Just three weeks ago, on November 21, the Board adopted a motion directing the County Administrator to return with a proactive, recommended strategy designed to minimize financial risk to taxpayers, retain quality employees during any transition, and ensure the continuation of high-quality mental health services. That strategy was to come back to the Board in January.
In addition, I stated clearly that there were two prerequisites I needed before considering any next steps:
A full legal analysis of the risks associated with the status quo;
An independent, third-party assessment of the advantages and disadvantages of conversion.
None of these have been provided, and it is not even clear when they will be.
The resolution before us would commit the Board to scheduling public hearings in early to mid-January. However, the actual transition materials—the draft plan, agreements, legal analysis, and cost considerations—are not scheduled for initial review until January 6, and even then they are described as being “for discussion purposes only.” In other words, we would be approving public hearings before the Board has reviewed the very documents those hearings are supposed to be about.

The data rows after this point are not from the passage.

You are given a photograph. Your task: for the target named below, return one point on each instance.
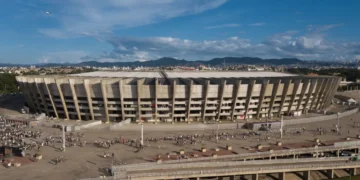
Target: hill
(167, 61)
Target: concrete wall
(210, 99)
(319, 118)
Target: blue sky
(55, 31)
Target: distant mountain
(167, 61)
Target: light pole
(142, 134)
(338, 125)
(217, 132)
(281, 125)
(63, 131)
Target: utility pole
(281, 126)
(217, 133)
(63, 130)
(142, 134)
(338, 125)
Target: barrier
(320, 118)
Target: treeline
(8, 83)
(350, 74)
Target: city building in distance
(168, 96)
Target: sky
(58, 31)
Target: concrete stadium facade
(174, 96)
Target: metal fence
(349, 145)
(197, 173)
(228, 164)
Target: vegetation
(8, 84)
(350, 74)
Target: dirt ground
(86, 162)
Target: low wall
(87, 125)
(319, 118)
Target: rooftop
(183, 74)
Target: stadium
(169, 96)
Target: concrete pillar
(88, 95)
(139, 88)
(284, 94)
(317, 91)
(262, 95)
(352, 171)
(155, 99)
(305, 85)
(282, 176)
(295, 89)
(23, 83)
(234, 97)
(322, 92)
(330, 173)
(310, 92)
(51, 97)
(33, 94)
(306, 175)
(327, 93)
(189, 99)
(173, 102)
(40, 92)
(273, 95)
(205, 99)
(249, 96)
(121, 91)
(104, 94)
(333, 91)
(58, 85)
(255, 177)
(73, 92)
(221, 98)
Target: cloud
(222, 26)
(322, 28)
(54, 33)
(257, 24)
(286, 44)
(63, 56)
(83, 17)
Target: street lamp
(217, 132)
(338, 124)
(142, 134)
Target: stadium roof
(183, 74)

The public cannot weigh in effectively on abstract concepts. Meaningful public engagement requires something concrete to evaluate—draft legal agreements, a cost analysis, and a clearly articulated transition plan. Without those materials, hearings risk being performative rather than informative.
That sequence is backwards. The responsible and logical order is straightforward: first, the Board reviews the draft transition strategy, legal risk analysis, and independent cost-benefit assessment. Second, the Board decides whether conversion is a prudent option worth pursuing. Third, if it is, we invite public input on specific, tangible documents. This resolution skips directly to step three.
The justification offered for moving this quickly is that scheduling hearings now provides more notice and that the Board can always cancel them later if concerns arise. Scheduling hearings now implicitly treats conversion as the assumed path forward, despite the fact that no legal risk analysis has been shared, no independent cost-benefit review has been presented, and no evidence has been offered that conversion would improve outcomes.
If the Board simply waits two weeks—until January 6—we lose nothing of substance. Hearings could still be scheduled for late January or early February with ample public notice. There is no downside to waiting. There is no urgency here that justifies acting now; acting now increases risk instead.
This is also not a new or unexamined question. This Board has looked at CMH conversion before. The most comprehensive prior review, conducted in 2016, found no clear advantage to transitioning to an authority and identified real downsides, including higher costs and potential service disruption. That history matters because it shows this is not an emergency or a novel discovery, and it reinforces why the burden of proof is higher—not lower—before moving forward quickly.
Public engagement works best when the Board itself has first done its homework. At this point, neither the Board nor the public has draft agreements, a legal analysis, or an independent assessment to examine. Approving hearings before those materials exist does not enhance transparency but obcusres it.
I will enthusiastically support public hearings after the Board has reviewed the full draft transition strategy, received a legal risk analysis, examined an independent assessment of the pros and cons, and made a conscious, intentional determination that conversion is worth considering. This is not about slowing things down for the sake of it. It is about the Board fulfilling its fiduciary and governance responsibilities to protect vulnerable residents, support dedicated employees, and safeguard taxpayer dollars.
This resolution asks the Board to act before the facts are on the table. Our duty of care requires the opposite. For that reason, I will be voting no.